The NBA will issue refunds to season-ticket holders, along with 6 percent interest, if the league's lockout forces the cancellation of regular-season games.
That announcement came Monday from the league office on another day of developments in the six-week-old work stoppage.The league also gave the National Labor Relations Board its official response to the complaint filed last month by the players union, alleging the NBA committed an unfair labor practice by imposing a lockout before reaching an impasse in negotiations.
In Atlanta, union director Billy Hunter held a briefing for some of the locked-out players, and attendees included Kevin Garnett and Stephon Marbury of the Minnesota Timberwolves.
No new bargaining talks are scheduled. The last formal session ended abruptly last Thursday when owners walked out of the room after hearing the players' latest proposal.
"Regrettably, after last week's negotiating session there seems to be a greater likelihood that the season may not start on time," deputy commissioner Russ Granik said in a news release announcing the refund policy.

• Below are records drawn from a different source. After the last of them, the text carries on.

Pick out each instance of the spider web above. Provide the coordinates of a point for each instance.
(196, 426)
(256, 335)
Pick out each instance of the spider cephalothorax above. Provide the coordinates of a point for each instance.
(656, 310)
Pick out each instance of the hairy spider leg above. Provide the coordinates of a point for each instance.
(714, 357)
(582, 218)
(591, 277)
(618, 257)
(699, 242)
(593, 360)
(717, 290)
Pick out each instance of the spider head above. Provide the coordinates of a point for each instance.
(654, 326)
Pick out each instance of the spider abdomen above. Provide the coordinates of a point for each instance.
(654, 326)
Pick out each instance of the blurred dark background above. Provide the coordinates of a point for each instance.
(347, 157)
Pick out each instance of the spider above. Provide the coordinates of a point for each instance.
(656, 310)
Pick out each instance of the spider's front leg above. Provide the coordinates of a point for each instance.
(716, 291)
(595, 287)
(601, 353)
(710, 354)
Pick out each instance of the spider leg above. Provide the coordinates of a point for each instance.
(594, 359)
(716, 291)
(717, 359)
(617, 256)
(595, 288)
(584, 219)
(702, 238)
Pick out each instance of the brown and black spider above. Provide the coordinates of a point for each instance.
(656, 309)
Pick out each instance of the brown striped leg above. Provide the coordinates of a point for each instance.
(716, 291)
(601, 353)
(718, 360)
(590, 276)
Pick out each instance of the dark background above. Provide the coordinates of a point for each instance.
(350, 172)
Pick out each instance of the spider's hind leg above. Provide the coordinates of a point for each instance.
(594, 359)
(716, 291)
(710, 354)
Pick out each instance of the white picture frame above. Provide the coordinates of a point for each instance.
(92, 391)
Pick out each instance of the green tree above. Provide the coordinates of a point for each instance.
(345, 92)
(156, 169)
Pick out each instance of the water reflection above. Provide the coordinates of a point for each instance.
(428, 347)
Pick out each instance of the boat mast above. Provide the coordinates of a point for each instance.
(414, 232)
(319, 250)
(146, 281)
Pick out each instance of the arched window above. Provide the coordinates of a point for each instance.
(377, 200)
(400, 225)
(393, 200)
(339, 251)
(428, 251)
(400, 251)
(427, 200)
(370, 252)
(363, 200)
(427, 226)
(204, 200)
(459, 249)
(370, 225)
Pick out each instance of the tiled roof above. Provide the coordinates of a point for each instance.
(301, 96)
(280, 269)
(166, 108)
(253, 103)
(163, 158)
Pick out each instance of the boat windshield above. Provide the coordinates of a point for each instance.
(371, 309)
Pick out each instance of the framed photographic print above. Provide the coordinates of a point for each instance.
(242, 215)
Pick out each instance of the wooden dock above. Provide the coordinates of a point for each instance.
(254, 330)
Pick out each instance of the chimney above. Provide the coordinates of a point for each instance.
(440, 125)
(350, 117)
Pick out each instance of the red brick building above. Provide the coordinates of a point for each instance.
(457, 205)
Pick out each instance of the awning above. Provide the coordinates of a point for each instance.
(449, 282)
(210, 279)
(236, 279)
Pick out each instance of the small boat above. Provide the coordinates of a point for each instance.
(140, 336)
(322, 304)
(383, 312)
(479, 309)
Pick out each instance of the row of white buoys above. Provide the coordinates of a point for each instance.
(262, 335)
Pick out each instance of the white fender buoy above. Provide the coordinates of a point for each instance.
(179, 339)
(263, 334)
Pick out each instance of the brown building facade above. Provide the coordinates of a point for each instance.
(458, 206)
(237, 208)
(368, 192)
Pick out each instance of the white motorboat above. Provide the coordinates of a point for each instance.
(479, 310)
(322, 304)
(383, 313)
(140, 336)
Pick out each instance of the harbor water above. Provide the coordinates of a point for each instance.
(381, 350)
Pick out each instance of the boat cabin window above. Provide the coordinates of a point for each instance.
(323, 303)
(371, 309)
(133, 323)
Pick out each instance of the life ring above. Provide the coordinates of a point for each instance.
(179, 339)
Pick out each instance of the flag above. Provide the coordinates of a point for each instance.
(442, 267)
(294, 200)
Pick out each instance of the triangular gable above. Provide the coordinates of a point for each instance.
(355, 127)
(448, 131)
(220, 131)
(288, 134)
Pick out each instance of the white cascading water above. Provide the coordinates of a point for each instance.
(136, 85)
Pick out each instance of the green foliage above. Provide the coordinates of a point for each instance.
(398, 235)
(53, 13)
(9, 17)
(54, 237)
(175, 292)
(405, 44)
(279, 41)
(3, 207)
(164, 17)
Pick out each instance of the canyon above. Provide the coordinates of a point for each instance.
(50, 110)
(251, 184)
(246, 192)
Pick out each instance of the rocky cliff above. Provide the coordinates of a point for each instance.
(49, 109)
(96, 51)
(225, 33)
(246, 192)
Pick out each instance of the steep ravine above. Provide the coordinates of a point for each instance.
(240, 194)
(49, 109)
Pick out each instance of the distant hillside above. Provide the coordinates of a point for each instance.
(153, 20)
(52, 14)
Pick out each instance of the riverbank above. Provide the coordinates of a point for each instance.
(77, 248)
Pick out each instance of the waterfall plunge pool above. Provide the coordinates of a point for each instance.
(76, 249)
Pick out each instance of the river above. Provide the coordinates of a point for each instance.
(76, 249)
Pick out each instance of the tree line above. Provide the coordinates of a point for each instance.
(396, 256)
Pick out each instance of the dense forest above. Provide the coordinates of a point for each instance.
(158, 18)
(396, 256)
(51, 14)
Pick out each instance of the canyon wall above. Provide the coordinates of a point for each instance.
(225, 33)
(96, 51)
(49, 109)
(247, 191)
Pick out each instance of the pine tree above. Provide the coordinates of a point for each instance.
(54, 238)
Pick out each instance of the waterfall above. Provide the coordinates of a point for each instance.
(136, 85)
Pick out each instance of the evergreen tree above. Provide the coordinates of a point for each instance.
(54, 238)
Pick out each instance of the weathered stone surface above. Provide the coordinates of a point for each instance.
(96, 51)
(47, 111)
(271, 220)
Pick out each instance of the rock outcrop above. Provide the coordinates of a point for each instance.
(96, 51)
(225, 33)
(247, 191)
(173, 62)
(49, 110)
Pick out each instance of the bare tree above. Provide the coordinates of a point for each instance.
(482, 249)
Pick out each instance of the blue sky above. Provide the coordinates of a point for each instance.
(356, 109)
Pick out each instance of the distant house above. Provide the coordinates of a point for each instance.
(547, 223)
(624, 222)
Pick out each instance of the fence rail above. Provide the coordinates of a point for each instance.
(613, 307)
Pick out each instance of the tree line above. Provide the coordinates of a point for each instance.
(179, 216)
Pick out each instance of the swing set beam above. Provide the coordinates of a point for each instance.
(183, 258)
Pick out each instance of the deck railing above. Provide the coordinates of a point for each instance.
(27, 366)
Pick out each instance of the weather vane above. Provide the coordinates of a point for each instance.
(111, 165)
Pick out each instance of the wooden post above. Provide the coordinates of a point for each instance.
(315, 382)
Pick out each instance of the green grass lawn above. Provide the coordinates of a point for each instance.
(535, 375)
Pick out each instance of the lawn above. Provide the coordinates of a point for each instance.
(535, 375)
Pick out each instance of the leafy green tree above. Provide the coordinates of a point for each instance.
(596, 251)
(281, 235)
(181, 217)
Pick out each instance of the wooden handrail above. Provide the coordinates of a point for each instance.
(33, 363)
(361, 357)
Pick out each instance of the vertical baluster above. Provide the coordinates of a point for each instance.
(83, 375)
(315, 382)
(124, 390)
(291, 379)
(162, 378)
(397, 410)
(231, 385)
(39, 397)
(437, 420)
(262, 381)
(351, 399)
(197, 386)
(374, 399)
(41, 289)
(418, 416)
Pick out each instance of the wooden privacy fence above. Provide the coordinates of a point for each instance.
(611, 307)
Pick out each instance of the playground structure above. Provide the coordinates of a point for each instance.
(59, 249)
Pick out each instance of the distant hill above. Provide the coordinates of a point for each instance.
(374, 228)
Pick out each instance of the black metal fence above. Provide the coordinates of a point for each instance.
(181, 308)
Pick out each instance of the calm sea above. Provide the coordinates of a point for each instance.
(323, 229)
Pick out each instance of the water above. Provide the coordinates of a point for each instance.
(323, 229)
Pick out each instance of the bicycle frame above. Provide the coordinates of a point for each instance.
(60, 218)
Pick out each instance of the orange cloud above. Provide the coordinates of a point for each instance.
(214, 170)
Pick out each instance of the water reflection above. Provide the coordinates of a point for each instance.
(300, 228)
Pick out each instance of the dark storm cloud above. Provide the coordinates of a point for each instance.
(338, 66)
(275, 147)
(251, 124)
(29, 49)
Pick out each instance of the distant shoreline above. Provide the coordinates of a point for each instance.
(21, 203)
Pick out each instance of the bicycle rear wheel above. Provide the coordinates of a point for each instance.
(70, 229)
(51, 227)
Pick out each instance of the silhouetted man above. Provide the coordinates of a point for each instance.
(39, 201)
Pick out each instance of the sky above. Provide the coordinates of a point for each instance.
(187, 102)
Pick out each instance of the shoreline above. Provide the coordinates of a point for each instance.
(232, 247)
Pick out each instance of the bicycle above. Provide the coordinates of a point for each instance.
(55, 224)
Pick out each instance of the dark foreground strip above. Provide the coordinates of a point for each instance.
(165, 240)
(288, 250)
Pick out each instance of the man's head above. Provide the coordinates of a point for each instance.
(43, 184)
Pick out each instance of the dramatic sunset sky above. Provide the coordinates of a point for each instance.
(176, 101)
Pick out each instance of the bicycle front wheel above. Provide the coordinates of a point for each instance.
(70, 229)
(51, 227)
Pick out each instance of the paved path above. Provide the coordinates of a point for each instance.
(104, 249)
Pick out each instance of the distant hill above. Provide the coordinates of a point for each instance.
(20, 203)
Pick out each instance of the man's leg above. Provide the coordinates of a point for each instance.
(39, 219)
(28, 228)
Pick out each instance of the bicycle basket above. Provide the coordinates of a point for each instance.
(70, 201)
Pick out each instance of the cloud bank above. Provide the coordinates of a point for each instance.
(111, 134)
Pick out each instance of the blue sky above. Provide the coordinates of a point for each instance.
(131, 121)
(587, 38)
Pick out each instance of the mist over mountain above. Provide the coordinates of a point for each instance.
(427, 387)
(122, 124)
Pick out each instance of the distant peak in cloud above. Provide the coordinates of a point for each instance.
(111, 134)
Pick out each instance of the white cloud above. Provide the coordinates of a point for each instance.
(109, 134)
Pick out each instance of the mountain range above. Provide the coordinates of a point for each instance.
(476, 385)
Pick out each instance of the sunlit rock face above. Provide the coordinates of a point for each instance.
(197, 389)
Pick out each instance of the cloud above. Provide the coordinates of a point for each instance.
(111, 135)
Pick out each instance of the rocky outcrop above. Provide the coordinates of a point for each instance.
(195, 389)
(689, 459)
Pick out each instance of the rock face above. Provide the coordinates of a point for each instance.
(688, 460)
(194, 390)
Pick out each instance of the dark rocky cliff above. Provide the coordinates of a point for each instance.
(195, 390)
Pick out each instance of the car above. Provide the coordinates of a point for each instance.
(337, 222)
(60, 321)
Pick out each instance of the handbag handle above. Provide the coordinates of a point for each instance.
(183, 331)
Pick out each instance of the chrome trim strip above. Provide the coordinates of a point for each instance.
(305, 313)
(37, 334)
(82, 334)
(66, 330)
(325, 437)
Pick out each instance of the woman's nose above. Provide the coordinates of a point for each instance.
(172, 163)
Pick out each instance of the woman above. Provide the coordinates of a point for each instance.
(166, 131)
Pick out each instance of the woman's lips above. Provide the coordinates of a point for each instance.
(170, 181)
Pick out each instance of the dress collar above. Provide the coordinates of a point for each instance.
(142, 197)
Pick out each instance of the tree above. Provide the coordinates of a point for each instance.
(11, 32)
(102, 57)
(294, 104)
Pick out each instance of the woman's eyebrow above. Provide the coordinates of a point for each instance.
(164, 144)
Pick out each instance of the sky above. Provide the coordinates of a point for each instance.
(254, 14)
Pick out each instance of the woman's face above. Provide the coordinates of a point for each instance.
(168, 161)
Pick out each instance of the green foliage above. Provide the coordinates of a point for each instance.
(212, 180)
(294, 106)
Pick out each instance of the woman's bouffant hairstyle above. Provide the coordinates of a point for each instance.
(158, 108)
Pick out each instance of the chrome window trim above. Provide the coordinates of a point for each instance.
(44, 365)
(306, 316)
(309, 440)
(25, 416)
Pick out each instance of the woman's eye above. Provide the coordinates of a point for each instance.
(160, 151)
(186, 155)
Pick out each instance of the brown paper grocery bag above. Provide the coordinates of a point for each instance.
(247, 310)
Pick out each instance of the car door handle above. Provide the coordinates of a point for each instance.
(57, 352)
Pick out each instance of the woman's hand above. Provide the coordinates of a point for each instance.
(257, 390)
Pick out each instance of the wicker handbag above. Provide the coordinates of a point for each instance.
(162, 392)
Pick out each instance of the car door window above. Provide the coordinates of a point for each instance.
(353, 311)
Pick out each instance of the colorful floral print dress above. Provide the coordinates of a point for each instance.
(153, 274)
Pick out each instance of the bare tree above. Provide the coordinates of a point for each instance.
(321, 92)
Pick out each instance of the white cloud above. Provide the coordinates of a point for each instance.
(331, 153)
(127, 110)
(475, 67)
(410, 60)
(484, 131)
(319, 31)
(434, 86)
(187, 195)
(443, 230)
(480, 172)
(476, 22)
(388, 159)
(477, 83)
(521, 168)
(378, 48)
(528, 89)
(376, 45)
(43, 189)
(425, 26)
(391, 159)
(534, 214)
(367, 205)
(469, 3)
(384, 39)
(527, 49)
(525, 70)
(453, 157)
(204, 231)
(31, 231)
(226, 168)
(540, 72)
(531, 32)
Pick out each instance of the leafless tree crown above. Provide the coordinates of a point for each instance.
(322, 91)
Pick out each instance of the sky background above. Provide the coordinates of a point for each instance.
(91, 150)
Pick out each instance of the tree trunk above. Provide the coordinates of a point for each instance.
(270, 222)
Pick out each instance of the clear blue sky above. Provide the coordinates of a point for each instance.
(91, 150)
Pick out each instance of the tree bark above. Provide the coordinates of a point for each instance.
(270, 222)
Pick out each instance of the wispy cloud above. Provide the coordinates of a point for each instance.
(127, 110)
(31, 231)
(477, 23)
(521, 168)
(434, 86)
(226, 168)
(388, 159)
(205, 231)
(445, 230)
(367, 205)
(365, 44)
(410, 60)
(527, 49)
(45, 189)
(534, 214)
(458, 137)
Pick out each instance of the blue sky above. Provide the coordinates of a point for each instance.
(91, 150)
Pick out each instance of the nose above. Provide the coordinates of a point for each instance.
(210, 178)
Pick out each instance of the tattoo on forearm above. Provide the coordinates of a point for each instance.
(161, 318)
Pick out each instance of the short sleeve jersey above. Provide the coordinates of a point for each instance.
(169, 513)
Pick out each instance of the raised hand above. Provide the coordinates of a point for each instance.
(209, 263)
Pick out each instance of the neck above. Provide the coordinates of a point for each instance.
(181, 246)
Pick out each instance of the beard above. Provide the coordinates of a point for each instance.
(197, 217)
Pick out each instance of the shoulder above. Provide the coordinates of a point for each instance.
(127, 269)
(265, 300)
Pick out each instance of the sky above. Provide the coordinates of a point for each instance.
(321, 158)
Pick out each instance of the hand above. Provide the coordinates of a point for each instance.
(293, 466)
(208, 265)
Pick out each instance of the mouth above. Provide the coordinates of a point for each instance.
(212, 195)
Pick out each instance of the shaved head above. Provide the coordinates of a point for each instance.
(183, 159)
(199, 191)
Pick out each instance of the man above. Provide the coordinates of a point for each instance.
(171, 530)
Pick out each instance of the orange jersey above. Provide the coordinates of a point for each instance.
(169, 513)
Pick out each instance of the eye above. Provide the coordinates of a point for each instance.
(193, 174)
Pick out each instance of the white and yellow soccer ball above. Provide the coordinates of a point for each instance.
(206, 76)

Season ticket holders, most of whom already have paid for their seats for the 1998-99 season, will receive 6 percent interest on their money if regular-season games, which are due to begin Nov. 3, are canceled because of the lockout. Refunds would be made at the end of each month.
"Season ticket holders make substantial financial commitments to our teams and we think they should be treated fairly in the unfortunate event that games are missed," Granik said. "A refund policy that includes interest is the right thing to do in this instance."
Holders of single-game tickets will be entitled to a refund or a rain check.
Refund policies for holders of luxury suites, club seats and other premium seats will be determined on a team-by-team basis, the NBA said.
On the NLRB front, the next move will be made by Daniel Silverman, regional director of the New York office, who must determine if the players' complaint has merit. He would then report to the full board in Washington, which would decide if the agency should ask a federal judge to issue an injunction restoring the old work rules that expired at midnight June 30 when the old collective bargaining agreement elapsed.